Lowery argues against White and fellow file sharers on morality grounds, which is thin ice. I understand it in the abstract, but we all have enough minor infractions on weekly basis that he's asking her and young people to walk a walk that few manage as well as they'd like. Musicians who rail against people sharing instead of buying their music have to ask themselves if everything they released represents the best music they could make. Not the best under the circumstances; the best. Or, were there times when they'd been on tour and didn't have time to write new material but went back in the studio anyway and cut the best album they could make, knowing it was flawed? Were there occasions when tensions between band members turned sessions toxic, and the results show a band that didn't talk to each other? Any experiments that didn't work? Sessions where they were just too fucking high? Any shows where they were too wasted? Where tensions on the bus spilled over on to the stage? Where self-indulgence just couldn't be contained? If bands expected audiences to spend money on music that represented something less than their best, I'm not sure they have much room to complain about morality in this conversation.
Lowery and his supporters make a radical leap that so far has been missed in most of what I've read on this. White writes:
But I didn't illegally download (most) of my songs. A few are, admittedly, from a stint in the 5th grade with the file-sharing program Kazaa. Some are from my family. I've swapped hundreds of mix CDs with friends. My senior prom date took my iPod home once and returned it to me with 15 gigs of Big Star, The Velvet Underground and Yo La Tengo (I owe him one).
During my first semester at college, my music library more than tripled. I spent hours sitting on the floor of my college radio station, ripping music onto my laptop. The walls were lined with hundreds of albums sent by promo companies and labels to our station over the years.
Promo copies are a gray area, but if Lowery is mad at her for her prom date's generosity, then he is asserting that even when you buy music, it's not really yours. You can't do with it what you will. That's a strong statement, and even less of an incentive to buy. If there are onerous rules as to how I can enjoy music I purchase, then I might as well go outlaw.
The future in this argument lies in reestablishing the artist/fan relationship.

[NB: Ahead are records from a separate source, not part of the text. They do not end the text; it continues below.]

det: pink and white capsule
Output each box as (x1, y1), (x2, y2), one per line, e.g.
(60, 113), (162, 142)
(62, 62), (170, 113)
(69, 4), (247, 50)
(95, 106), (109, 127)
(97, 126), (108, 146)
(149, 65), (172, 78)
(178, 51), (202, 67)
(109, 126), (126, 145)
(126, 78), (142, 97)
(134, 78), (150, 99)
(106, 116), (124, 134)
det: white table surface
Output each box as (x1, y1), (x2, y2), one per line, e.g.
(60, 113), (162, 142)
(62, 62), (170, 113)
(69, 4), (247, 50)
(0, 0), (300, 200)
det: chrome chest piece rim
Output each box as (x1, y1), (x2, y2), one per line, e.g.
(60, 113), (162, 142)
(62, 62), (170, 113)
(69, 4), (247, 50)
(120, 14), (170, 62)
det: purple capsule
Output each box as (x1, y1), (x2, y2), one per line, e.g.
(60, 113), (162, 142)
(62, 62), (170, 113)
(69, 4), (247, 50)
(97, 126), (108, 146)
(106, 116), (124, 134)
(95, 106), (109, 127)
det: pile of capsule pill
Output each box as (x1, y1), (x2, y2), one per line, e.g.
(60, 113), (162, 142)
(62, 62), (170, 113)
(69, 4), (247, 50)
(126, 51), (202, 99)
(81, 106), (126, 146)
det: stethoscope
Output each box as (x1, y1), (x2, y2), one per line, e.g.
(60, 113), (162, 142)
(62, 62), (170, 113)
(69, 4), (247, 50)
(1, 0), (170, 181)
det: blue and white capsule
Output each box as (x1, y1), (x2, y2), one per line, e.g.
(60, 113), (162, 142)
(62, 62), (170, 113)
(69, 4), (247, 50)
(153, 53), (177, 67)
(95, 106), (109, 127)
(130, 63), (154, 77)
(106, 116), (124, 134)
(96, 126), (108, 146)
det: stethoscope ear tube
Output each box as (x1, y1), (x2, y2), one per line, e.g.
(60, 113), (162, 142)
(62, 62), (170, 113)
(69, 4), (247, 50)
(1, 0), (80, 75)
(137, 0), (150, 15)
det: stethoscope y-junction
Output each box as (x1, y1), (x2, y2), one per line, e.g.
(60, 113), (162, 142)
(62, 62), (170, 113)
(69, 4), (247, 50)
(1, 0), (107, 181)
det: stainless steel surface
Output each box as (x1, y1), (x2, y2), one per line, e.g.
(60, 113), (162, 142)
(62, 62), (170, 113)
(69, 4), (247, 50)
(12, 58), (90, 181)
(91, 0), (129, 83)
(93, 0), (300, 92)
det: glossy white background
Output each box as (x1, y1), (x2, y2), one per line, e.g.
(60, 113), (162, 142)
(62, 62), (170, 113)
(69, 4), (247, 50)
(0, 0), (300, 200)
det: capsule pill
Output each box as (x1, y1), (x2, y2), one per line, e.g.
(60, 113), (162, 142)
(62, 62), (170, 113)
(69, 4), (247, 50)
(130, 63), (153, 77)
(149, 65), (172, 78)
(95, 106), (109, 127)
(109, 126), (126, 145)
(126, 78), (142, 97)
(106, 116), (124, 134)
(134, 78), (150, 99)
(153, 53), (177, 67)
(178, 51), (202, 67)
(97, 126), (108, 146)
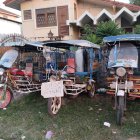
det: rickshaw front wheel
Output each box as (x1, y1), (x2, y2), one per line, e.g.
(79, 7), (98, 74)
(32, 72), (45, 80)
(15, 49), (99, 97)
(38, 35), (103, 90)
(48, 97), (62, 116)
(117, 96), (124, 125)
(0, 88), (12, 109)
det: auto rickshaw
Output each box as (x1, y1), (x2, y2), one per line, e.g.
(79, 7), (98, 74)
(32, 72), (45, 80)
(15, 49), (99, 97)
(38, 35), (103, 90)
(41, 40), (101, 115)
(103, 34), (140, 125)
(0, 42), (43, 109)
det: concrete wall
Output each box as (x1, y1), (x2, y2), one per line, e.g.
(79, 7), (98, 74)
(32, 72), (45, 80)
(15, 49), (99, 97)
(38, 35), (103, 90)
(21, 0), (73, 39)
(0, 19), (21, 34)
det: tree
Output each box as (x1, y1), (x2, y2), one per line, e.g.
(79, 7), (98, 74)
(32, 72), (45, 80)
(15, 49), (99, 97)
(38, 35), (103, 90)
(82, 21), (125, 44)
(82, 24), (101, 44)
(130, 0), (140, 6)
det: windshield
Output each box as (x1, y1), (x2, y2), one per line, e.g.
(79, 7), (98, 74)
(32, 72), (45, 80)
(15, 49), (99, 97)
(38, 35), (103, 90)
(108, 43), (138, 68)
(0, 50), (18, 68)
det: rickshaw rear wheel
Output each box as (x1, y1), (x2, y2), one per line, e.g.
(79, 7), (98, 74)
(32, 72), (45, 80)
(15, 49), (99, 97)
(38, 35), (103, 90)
(117, 96), (124, 125)
(0, 88), (12, 109)
(88, 84), (95, 98)
(48, 97), (62, 116)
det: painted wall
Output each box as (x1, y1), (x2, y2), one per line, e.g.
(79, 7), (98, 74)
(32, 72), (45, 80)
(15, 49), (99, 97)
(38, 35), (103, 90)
(21, 0), (73, 39)
(0, 19), (21, 34)
(18, 0), (137, 40)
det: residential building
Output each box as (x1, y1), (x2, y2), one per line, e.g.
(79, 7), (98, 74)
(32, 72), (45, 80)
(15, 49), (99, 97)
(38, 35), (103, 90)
(0, 8), (21, 40)
(4, 0), (140, 39)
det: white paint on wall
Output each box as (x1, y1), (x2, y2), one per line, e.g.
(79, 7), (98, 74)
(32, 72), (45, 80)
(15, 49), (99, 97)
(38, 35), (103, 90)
(0, 19), (21, 34)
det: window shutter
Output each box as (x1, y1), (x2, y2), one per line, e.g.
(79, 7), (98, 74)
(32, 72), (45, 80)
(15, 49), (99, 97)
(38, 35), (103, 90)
(57, 6), (69, 36)
(36, 7), (57, 27)
(23, 10), (32, 20)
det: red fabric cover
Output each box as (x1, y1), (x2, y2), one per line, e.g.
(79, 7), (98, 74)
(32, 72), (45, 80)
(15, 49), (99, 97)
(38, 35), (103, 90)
(67, 58), (75, 73)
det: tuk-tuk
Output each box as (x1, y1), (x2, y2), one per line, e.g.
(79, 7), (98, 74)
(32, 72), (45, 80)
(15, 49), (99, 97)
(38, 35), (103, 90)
(104, 34), (140, 125)
(41, 40), (100, 115)
(0, 42), (43, 109)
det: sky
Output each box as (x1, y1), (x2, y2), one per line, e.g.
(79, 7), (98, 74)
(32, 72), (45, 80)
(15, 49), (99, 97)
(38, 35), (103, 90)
(0, 0), (129, 15)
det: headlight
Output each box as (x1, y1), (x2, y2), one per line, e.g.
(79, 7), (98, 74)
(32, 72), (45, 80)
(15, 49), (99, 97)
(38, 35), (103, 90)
(116, 67), (126, 77)
(0, 68), (4, 75)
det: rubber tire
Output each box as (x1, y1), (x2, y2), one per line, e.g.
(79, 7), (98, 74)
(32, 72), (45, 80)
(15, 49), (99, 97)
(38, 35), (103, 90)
(48, 97), (62, 116)
(0, 88), (12, 109)
(88, 84), (95, 98)
(117, 96), (124, 125)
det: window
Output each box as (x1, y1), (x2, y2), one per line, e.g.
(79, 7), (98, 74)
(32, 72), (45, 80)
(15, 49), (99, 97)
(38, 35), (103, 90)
(23, 10), (32, 20)
(36, 7), (57, 27)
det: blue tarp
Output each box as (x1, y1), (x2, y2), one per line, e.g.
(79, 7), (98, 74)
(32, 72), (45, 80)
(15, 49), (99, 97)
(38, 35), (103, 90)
(103, 34), (140, 43)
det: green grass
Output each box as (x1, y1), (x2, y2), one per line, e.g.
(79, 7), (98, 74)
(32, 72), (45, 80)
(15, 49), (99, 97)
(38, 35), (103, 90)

Fans feel a connection to their favorite artists. Fans think if they met their favorite artists, they'd hit it off because they get each other. Fans want their favorite artists to succeed and want to support them, and there is plenty of evidence so far that this works. As Leor Galil writes at Forbes.com:
Crowd-source funding sites like Kickstarter and IndieGoGo give musicians (as well as other artists) the opportunity to pitch various projects and show potential donors how the money they hope to raise will be used, and artists are encouraged to offer rewards—such as digital or physical copies of an album, t-shirts, concert tickets—for different levels donations. It’s an idea that brings audiences into the creation process in ways that establish strong connections between listeners and musicians, and Kickstarter in particular has become an important tool for many independent and established musicians. Boston singer-songwriter Amanda Palmer recently made headlines when a Kickstarter campaign she put together to help mix, manufacture, and distribute her forthcoming solo album received more than a million dollars in donations.
At the arena level, Radiohead and Nine Inch Nails have reached out directly to their fans successfully, and at the grass roots level, the process has worked as well. Threadhead Records, for example, has helped fund recordings for a number of New Orleans artists who would have struggled to squirrel away enough money to record albums. Those supporters have proven to be a pretty durable live audience as well for the artists they finance.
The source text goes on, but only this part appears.